Stilwell, who also had a brother, Luke, 13, was working to put together a leadership conference for Dundee-Crown students called "Build a Bridge." His mother said he was inspired by a similar program he attended at the University of California at Los Angeles last year called "People to People."
Velazquez Stilwell said he already had speakers lined up and was scouting locations in Lake Geneva where he could hold the conference at a reasonable price for students. His friends have vowed to finish the project for him.
The family has set up the Christian Stilwell Scholarship, which will be awarded to two members of the Dundee-Crown High class of 2012, with whom Stilwell would have graduated.
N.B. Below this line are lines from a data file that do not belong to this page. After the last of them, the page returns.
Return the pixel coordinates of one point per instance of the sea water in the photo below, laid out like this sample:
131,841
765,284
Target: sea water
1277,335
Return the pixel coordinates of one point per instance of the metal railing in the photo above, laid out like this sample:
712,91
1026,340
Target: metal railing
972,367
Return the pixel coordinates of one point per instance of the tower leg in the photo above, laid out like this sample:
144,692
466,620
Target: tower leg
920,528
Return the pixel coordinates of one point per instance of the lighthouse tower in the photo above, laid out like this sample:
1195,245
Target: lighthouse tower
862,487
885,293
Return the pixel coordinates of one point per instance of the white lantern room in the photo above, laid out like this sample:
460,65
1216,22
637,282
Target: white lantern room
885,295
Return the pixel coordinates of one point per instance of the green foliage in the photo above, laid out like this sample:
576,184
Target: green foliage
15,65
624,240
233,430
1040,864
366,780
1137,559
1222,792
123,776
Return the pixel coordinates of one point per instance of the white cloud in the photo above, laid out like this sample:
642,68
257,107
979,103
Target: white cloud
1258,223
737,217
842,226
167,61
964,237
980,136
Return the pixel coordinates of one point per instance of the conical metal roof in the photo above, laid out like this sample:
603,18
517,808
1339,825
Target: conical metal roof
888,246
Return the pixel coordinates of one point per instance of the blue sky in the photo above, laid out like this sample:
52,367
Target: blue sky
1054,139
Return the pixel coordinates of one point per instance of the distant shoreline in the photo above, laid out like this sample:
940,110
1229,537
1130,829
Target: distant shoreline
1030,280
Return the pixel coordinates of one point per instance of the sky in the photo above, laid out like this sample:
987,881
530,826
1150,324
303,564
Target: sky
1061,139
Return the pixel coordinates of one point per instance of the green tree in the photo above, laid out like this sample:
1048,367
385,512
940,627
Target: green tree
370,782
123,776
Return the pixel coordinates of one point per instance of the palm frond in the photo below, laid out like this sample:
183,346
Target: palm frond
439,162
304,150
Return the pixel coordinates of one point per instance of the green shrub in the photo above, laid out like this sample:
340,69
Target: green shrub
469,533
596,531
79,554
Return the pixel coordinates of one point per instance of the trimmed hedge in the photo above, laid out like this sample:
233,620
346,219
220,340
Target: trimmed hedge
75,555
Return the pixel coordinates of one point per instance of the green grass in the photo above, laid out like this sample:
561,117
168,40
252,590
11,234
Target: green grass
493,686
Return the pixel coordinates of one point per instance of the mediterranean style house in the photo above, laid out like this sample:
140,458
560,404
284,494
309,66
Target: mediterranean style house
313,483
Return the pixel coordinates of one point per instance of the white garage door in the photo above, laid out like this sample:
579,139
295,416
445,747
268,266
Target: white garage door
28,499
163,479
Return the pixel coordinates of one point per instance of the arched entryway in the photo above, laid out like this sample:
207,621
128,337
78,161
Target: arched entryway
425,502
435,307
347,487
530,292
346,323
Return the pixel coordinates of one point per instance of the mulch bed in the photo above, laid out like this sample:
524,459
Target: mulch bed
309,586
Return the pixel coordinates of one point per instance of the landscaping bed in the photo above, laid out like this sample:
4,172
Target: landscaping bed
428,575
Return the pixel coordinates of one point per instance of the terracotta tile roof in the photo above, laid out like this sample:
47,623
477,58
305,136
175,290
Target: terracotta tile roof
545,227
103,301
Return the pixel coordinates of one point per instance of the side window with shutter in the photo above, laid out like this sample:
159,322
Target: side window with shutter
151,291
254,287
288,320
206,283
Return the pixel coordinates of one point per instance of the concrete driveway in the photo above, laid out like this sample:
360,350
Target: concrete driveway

The family also plans to donate funds to establish an annual scholarship to a Christian Youth Theater graduate. Funds can be donated at Harris Bank locations.
Stillwell's father, Larry Stilwell, said the fund has already collected more than $15,000, a testament to the impact his son made in his short life.
"Anytime we went out, he would run into someone he knew," his father said. "When he was little he had an uncanny ability to relate to adults. I think he was just able to connect with people and encourage people."
Velazquez Stilwell said she has found comfort in her Christian beliefs.